"Wait a minute Dallas," Scotty interrupted. "Randall's right. Take a look at that big pile of rocks over there ... to the left, Dallas!"

"By the red-tailed Picaroons on Jupiter's satellites!" Dallas swore swiftly. "I've seen a lot of queer sights, but nothing like this!" he exclaimed. Suddenly he turned to Randall. "How do you know it's alive? For all we know it's just a globe of radio-active energy native to this hell-spot."

Randall colored, hesitated and finally blurted out. "I ... I just felt it was alive. I sensed it trying to contact my mind.... Oh, I know it sounds crazy, I know you'll laugh, but the thing was trying to probe my brain, Dallas!"

Scotty suddenly thought of Captain Brooke and Tom Jeffery who had gone on an exploratory trip. "I wonder about the Captain and Tom," he said in alarm. "If there's one of these whirling demons on this rock there's sure to be others." He raced to the communications set and turned it on. But it was silent.

Dallas gazed at Randall for a second with a faint, scornful smile. "Alive, eh? We'll see." He patted the atom-blast at his hip.

"Never saw nothin' dangerous yet that this couldn't put a hole through!" He exclaimed inelegantly.

"Hold on, Dallas!" The more prudent Scotty tried to dissuade him. "If that thing's radio-active, it may be deadly! We're not afraid of it, man ... but we don't know what it is."

"You boys stay and play the radio!" Dallas turned lightly on his feet for all his tremendous bulk and soon the airlock had hissed open and he was gone.

Both Scotty and Randall watched him half-fearful, half in admiration as he strode away from the cruiser. The luminous, iridescent sphere hovering over the rocks, whirled faster and faster as Dallas moved away from the ship. Rapidly the whirling accelerated until it was a pulsing vortex of exquisite hues of living light. Then, it began to move slowly forward toward the walking man.

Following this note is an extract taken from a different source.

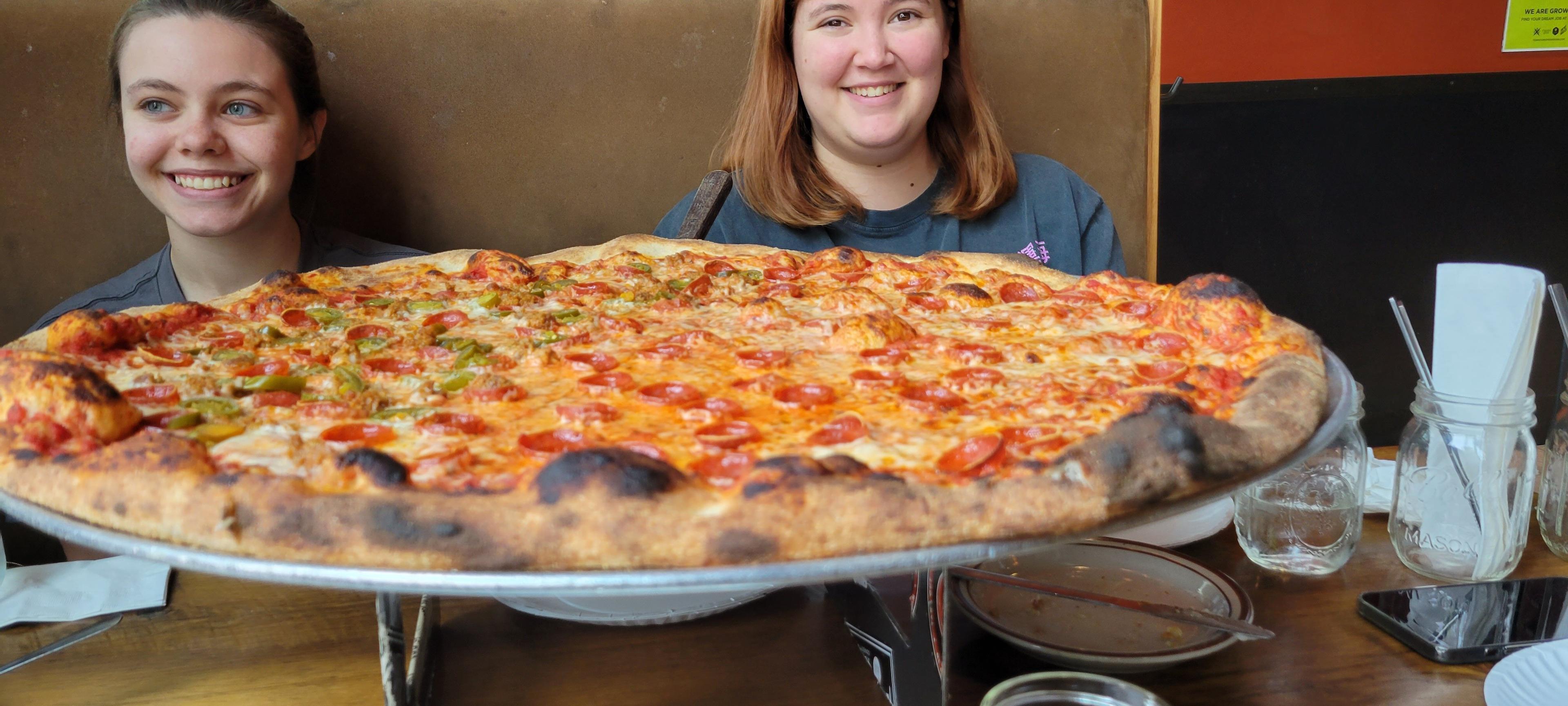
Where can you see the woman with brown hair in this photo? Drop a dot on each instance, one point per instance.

In the macabre landscape of the planetoid, the rotund Dallas was not unlike a sphere himself, as gun in hand he unhesitatingly went forward to meet the globe. Calmly he aimed the atom-blast and suddenly there was a flash from the muzzle of the gun. But the flood of vicious atomic energy failed to harm the globe, on the contrary, it seemed to flame in a cataract of colors, flaming into living light. Then the fluorescent flare died down to normal again and the sphere stopped, motionless as if it were appraising Dallas.